Michael Shurtleff (Audition) notes that in everyday living we try to avoid or resolve conflict, but conflict is what creates drama. Under the control of the written page we explore ramifications beyond everyday life. It’s not enough to capture reality on the page. We want heightened reality. The writer needs to find out what the characters in every scene are fighting for, to fully play out the opposites that exist within each character. You have many creative choices in the selection of what you include and what you exclude. Make choices that intensify real life drama. Find romance; it’s everybody’s secret dream. Whenever you have two conflicting personality traits that cancel each other out, do both.
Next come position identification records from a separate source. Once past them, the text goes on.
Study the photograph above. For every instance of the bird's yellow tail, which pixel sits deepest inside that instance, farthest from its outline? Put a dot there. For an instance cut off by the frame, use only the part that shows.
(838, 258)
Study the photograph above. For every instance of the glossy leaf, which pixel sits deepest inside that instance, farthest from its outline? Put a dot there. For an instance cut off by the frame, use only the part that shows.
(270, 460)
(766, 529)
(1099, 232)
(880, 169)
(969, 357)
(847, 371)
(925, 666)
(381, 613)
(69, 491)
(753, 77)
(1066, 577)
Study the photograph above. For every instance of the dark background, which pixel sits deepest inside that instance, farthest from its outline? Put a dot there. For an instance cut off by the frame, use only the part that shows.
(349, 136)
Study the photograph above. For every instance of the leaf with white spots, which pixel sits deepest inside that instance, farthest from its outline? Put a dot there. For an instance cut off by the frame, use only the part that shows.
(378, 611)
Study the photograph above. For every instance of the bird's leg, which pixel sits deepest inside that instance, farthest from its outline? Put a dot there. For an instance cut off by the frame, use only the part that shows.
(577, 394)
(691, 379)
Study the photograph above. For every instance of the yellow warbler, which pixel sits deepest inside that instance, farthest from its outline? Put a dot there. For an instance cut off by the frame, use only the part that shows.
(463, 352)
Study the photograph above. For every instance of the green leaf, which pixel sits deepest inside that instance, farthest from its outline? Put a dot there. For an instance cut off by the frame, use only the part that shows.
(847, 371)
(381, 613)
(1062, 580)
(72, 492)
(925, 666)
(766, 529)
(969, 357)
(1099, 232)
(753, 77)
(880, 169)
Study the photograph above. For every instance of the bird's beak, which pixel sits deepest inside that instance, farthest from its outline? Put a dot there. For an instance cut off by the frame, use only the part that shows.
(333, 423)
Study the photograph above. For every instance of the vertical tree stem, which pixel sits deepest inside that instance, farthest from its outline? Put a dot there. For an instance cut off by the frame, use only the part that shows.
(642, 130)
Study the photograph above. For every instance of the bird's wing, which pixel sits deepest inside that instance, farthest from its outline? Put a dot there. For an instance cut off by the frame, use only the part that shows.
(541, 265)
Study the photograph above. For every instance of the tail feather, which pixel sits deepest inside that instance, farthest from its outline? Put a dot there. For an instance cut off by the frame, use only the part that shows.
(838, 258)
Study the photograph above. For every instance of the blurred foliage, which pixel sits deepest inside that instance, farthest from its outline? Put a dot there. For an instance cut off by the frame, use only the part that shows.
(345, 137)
Michael Shurtleff says, ” One of the great results of using opposites is behavior that is unpredictable, therefore always more intriguing to an audience. It’s why people are forever astonishing us in life: we don’t know what they’re going to do next, they’re not consistent, and their doing something we didn’t expect is always surprising us. Interesting acting always has this risk element of the unpredictable in it. That’s why actors like Lawrence Oliver and Marlon Brando and DeNiro and Pachino interest us so; we never quite know what they’re going to do next. They make us want to know. They make us keep watching them. They surprise us with their unpredictability.”
As a writer you need to supply these opposites, even if you don’t see them in your subject in real life. What’s there is obvious. It’s what is underneath the obvious that makes for interesting writing.